There was a lot of hype surrounding the Apple Watch upon its 2014 launch, but the excitement waned as experts questioned its usefulness and heavy reliance on a nearby iPhone.
Three years ago, many media outlets took the angle of the Apple Watch being the company’s first completely new product category under CEO Tim Cook, saying its success would validate his place at the head of the company. Some analysts believed the smartwatch would eventually surpass the success of the iPad, which had just reached 200 million units sold.
But at the same time, a friend of mine in the IT industry said something that I’ve never heard a good rebuttal for: “For $350, why don’t I just stick my hand in my pocket and pull out my phone?”
And for the last three years, he’s been right. Newer models of the Apple Watch have come down in price, but its reliance on the user’s iPhone — which must be in close proximity to the watch to get cellular connectivity — still hinders its practicality and convenience. Unless your Apple Watch is connected to Wi-Fi, you need your iPhone nearby for anything that requires an internet connection, including checking messages, emails and receiving other notifications. Why not just use your phone and save the money?
Apple plans to address this issue this fall when it gives the Apple Watch LTE connectivity by putting Intel LTE modems in the smartwatches, according to Bloomberg. By removing a reason for people not to buy the device, Apple Watch LTE connectivity could boost adoption.
“This will inspire another wave of people getting excited about smartwatches,” said Patrick Moorhead, president and principal analyst of research firm Moor Insights and Strategy in Austin, Texas.
Some competing smartwatches already have LTE connectivity, including the Samsung Gear S and the LG Watch Urbane Second Edition. These products haven’t taken over the smartwatch market, but Apple’s uncanny ability to draw users to capabilities that competitors already have should be no different here.

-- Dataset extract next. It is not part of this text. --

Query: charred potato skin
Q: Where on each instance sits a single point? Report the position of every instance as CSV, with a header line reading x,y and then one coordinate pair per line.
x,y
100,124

For IT departments, this means employees will bring in more internet-connected devices, which means more endpoints for data to get out of IT’s umbrella of control.
“IT people should be aware of it just like they should be aware of anything that has LTE today,” Moorhead said. “They don’t need to be on your network.”
There is still a good amount of questions that users need answered.
Aside from making calls, will the watch be able to do everything the phone can do completely on its own?
Will users have to pay for a separate data plan for the watch? That could sway people away from buying it, depending on the cost.
How much battery life will LTE connection guzzle up? Battery life is already a sensitive topic when it comes to the device, so this could be a big issue.
Will Apple make the watches larger to fit bigger batteries inside? There are people who wouldn’t mind larger watches, as long as they’re not too clunky.
Apple will need time to get the LTE experience right, Moorhead said.
“I don’t think the first implementation will be perfect,” he said. “But it’ll be an important move for down the road.”